# Declarative visualization

Declarative visualization depends upon [*tidy data*](https://www.jstatsoft.org/index.php/jss/article/view/v059i10/v59i10.pdf); basically, the idea is that instead of having many observations about many phenomena in one row of a table, the data are structured so that   

An *untidy* table might combine several different kinds of observations in several columns of one row (like, for example, the amount of electricity generated by fossil fuels, nuclear energy, and renewables):

In [None]:
import pandas as pd
pd.read_csv("data/iowa-electricity-untidy.csv")

A *tidy* table, on the other hand is structured so that a single observation is in a single row.  We could tidy the previous table by restructuring it to store the year, the kind of electricity source, and the quantity generated:

In [None]:
iowa = pd.read_csv("data/iowa-electricity.csv")
iowa

Tidy data has many advantages; in this notebook, we will focus on its suitability for visualization.  Instead of a spreadsheet-style visualization of a wide table (in which expressions over several columns provide points to plot and explicit configuration shows how to draw them), tidy tables can be plotted *declaratively*, so that the values in some columns provide the location of a point and the values in other columns show how to render it.

We'll see a quick example of how this works in the [Altair framework](https://altair-viz.github.io/index.html) now. (Altair is a Python library that exposes the [Vega visualization grammar](https://vega.github.io); this isn't important but we're just mentioning it now because we'll mention Vega later!)  First, we'll import Altair:

In [None]:
import altair as alt

As with some of the other libraries in this tutorial, we'll import Altair with an abbreviated alias because we'll be typing it often.  Our next step is to let Altair know we're working in a notebook environment:

In [None]:
alt.renderers.enable('notebook')
pass

We can then make our first chart!  We'll make a scatter plot, using Altair's `mark_point` function.  We'll use the year as the x axis, the net energy generation as the y axis, and we'll color observations by the type of energy involved.  To do this, we need to tell Altair's `encode` function which columns to use for the color and the x and y coordinates.

In [None]:
c = alt.Chart(iowa).mark_point().encode(
    x='year',
    y='net_generation',
    color='source',
)
c

There are a few things to notice here:

1.  Altair labeled our axes based on the names of the columns.
2.  Altair automatically chose scales for us based on the ranges of the data.
3.  Altair automatically chose colors for each distinct energy type.

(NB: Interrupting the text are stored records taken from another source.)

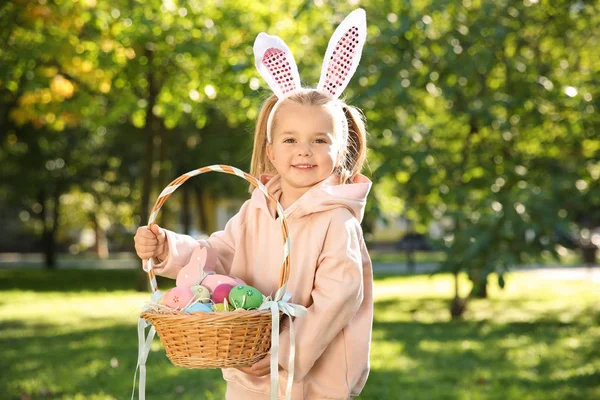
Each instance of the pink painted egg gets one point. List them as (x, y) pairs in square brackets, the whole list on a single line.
[(222, 292), (178, 297)]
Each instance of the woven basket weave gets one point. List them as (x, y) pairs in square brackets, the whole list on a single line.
[(215, 339)]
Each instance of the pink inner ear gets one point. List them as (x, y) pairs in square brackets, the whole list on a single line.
[(340, 63), (279, 67)]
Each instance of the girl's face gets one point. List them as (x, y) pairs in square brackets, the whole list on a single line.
[(305, 146)]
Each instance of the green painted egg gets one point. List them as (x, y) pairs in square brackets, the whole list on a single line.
[(244, 296)]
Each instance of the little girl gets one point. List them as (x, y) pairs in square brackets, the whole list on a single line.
[(309, 149)]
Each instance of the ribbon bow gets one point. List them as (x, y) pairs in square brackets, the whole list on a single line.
[(143, 350), (281, 303)]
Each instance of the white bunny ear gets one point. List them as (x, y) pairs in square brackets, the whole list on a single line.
[(343, 53), (276, 64)]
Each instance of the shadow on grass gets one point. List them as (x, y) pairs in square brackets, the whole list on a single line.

Did you notice the button with the ellipsis to the right of the chart?  You can click on that menu to download an image of the plot or visit the chart in an online editor for the Vega visualization grammar.

We can also use Altair to make an interactive chart:

In [None]:
c.interactive()

We can customize the [encoding of the data points](https://altair-viz.github.io/user_guide/encoding.html) in several ways, like using the type of energy to select a shape instead of (or in addition to) a color:

In [None]:
alt.Chart(iowa).mark_point().encode(
    x='year',
    y='net_generation',
    color='source',
    shape='source'
).interactive()

We've just provided a taste of what you can do with Altair here.  Fortunately, it's quite easy to use!  See [the getting-started guide](https://altair-viz.github.io/getting_started/starting.html) for some ideas.  We suggest that you start by trying some different visualization techniques on this example dataset (or perhaps a dataset of your choice), or maybe [experiment with data transformations](https://altair-viz.github.io/user_guide/transform/index.html).